Кугуты

Эмилий Архитектор
Они появились в нашем дворе неожиданно. Девчонка, белёсая до неприметности, наверно, второклашка, и двое мальчишек-дошколят. Вывалились из подъезда нашего дома, и встали возле него, как на групповой фотографии. Обычно новичок-одиночка на их месте ощущает себя растерянно, насторожённо, чем и провоцирует агрессивное настроение аборигенов: те по неписаным законам двора должны отвалтузить его, после чего новообращённому предлагают трогательную дружбу всем коллективом. С этой троицей было иначе: чувствовалось, что они могут существовать и автономно – на их физиономиях не улавливалось заискивающее подобострастие перед шумными и уверенными в себе старожилами.

Девчонка незаметно для нас исчезла в мелочной жизни бабьего мира, а мальчишки, на удивление ловкие и спортивные, минуя скамейку запасных, сразу вошли в наши игры. Они, также как и мы, азартно гоняли сшитый из тряпок мячик, который с первых ударов утрачивал свою округлую форму, но от этого не переставал притягивать к себе голые, по-мужицки заскорузлые ноги. Летом их обували в сандалии лишь интеллигентские дети, вынужденные подчиняться жестокому родительскому диктату. Эти же двое, как только началось раннее азиатское лето, своими голыми пятками ещё более закрепили уважение всего двора. Голые пятки были неосознанной гордостью ребят послевоенной поры. О йогах они ничего не знали, но если бы надо было пройтись босиком по битому стеклу, – прошли бы, не поранив свои задубевшие пятки-подмётки. Они были немифическими Ахиллесами, и мать-земля давала им, недокормленным оборвышам, силы противостоять простудам и скарлатинам. Такие пятки надо было заработать.

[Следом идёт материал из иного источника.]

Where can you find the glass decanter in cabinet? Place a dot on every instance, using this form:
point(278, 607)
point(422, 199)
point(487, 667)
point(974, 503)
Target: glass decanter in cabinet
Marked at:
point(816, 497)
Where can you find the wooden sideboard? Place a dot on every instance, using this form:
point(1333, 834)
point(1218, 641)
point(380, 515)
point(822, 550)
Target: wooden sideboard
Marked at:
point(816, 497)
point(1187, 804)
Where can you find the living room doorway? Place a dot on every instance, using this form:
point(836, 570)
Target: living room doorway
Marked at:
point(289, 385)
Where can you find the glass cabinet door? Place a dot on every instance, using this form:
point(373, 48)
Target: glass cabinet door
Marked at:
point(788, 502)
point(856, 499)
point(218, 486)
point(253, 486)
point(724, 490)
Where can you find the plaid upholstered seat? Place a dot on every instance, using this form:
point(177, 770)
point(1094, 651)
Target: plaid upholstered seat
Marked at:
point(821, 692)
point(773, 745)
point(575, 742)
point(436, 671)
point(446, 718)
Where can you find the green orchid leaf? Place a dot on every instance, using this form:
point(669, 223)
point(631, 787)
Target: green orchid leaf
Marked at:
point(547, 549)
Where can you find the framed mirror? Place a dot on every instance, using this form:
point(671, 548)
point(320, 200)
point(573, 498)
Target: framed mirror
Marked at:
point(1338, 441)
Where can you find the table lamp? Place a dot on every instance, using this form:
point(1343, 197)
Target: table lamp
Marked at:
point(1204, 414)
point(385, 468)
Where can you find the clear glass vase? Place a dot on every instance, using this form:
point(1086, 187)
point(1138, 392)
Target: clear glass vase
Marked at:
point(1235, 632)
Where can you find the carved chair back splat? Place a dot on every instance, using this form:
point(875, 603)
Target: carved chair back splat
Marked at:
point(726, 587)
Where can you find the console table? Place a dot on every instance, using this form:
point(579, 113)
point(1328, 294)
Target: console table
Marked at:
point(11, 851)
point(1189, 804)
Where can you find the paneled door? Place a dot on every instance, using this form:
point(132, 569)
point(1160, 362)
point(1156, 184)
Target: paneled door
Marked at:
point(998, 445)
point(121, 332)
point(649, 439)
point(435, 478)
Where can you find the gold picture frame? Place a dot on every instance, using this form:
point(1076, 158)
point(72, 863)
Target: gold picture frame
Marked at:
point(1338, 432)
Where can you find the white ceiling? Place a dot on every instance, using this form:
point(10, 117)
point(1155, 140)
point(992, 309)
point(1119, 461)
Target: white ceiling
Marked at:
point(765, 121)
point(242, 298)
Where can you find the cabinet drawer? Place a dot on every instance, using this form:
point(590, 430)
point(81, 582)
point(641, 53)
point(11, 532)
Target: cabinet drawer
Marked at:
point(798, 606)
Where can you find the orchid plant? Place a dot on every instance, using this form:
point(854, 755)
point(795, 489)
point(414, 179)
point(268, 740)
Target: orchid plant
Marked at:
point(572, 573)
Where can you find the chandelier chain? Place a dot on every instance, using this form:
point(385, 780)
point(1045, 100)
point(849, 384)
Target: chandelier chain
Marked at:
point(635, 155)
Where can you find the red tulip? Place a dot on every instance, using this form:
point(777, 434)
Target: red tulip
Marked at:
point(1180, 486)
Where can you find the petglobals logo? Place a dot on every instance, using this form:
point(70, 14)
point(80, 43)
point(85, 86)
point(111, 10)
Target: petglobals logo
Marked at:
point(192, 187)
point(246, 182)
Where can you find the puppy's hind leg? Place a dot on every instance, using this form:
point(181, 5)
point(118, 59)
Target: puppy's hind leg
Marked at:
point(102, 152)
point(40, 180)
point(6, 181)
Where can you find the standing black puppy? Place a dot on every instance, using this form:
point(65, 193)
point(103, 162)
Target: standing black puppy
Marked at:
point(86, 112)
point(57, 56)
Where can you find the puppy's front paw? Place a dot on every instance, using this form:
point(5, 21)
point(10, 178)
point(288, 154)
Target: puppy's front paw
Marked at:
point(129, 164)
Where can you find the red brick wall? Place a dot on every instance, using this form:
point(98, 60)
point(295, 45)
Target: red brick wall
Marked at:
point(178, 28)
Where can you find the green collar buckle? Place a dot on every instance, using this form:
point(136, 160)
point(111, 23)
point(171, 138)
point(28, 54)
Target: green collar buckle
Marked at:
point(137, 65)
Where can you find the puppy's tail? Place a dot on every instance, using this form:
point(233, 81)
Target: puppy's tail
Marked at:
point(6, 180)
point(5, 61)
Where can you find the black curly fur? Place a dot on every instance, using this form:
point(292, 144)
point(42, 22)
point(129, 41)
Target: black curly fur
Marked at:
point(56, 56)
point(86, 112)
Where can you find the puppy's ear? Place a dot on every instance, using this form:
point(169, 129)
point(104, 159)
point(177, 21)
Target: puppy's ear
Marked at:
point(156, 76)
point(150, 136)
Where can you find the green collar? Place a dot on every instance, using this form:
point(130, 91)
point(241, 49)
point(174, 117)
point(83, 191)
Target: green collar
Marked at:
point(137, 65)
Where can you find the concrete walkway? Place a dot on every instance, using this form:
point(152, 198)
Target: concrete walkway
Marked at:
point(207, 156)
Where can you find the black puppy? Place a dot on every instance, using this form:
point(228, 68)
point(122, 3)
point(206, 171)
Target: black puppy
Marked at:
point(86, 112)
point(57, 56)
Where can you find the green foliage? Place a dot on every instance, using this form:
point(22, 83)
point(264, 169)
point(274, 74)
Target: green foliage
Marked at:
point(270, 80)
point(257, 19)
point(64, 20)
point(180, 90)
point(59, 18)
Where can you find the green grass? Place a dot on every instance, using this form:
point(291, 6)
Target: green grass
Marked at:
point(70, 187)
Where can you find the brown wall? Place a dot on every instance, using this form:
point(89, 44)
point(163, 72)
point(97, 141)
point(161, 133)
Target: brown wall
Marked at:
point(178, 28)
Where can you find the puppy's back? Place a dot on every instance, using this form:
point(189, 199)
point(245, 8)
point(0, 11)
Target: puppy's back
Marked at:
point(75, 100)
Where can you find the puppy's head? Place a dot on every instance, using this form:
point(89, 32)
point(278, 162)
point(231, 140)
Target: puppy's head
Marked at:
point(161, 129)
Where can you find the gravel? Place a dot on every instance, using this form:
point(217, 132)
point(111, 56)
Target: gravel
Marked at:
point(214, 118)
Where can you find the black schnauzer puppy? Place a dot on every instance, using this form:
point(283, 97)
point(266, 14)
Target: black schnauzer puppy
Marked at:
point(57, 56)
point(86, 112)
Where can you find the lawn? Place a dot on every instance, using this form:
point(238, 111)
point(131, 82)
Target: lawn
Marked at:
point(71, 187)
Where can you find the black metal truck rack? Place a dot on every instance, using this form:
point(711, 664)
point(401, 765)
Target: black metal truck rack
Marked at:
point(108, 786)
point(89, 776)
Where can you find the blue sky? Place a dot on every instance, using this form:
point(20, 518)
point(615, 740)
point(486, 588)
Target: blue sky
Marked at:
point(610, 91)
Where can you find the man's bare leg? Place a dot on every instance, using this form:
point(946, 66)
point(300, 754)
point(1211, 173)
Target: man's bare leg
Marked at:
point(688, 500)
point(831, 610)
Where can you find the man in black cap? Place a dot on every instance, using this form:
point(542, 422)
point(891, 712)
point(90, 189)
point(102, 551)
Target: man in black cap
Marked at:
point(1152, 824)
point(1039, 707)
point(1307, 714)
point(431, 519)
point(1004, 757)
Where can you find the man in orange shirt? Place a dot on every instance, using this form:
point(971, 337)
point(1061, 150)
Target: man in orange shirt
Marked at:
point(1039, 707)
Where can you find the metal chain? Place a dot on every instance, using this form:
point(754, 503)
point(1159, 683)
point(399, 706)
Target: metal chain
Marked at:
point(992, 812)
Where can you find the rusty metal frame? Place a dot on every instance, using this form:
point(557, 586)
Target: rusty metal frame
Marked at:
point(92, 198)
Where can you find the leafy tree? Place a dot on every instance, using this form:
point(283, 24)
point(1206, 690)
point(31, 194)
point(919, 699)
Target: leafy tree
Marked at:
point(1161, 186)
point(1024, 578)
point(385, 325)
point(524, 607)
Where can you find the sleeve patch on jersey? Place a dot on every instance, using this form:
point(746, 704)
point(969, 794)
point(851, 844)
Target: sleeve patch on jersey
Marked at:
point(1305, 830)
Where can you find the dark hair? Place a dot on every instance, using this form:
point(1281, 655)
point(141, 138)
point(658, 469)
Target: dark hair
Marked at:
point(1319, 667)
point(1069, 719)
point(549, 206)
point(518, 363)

Однажды я, не желая больше терпеть свою обделённость, добился всё же от матери высокого права – ходить по земле босиком. В тот же день мне выпало жестокое испытание: моя компания отправилась на Иртыш, берег которого был отодвинут и отторжен от нашего дома территорией ТЭЦ. «Я рос в тени завода» – писал известный советский поэт. Я же рос в дымной тени теплоэлектроцентрали. Корпус с четырьмя чёрными сигаретами-трубами, с круглыми окнами-иллюминаторами в верхнем этаже, что, конечно же, в нашем воображении превращало его в морской корабль, возвышался над всей округой. Крутой протяжный гудок этого корабля будил и взрослых, и нас ровно в семь, в полвосьмого двумя гудками подстёгивал отстающих, а в восемь выталкивал нас в школу. Когда его отменили, стало как-то скучно. Но оставался вечный и таинственный гуд турбин, густой и ровный, который мы давно уже перестали слышать. И оставалась угольная крошка, которая возникала из ничего, из дыма, и сыпалась на наш посёлок сверху, как манна небесная, когда менялась «роза ветров». Она покрывала чёрной вуалью свежевыстиранное бельё, и как-то по неведению мама, увидев это безобразие, бросилась перестирывать его. Хорошо, что соседка поделилась с ней опытом местных хозяек, которые давали белью просохнуть, после чего встряхивали его, и угольная крошка слетала с ткани, не нарушив её первозданной белизны. Хуже было, если она попадала в глаз: он ощущал всю многогранность мизерного кристалла. Случалось такое часто, и почти каждый из нас научился выворачивать верхнее веко на расчёску, и с его жутко обнажённой красной поверхности уголком далеко несвежего и редкого среди нас платочка (как, впрочем, редкой была и расчёска) снимать чёрный осколок.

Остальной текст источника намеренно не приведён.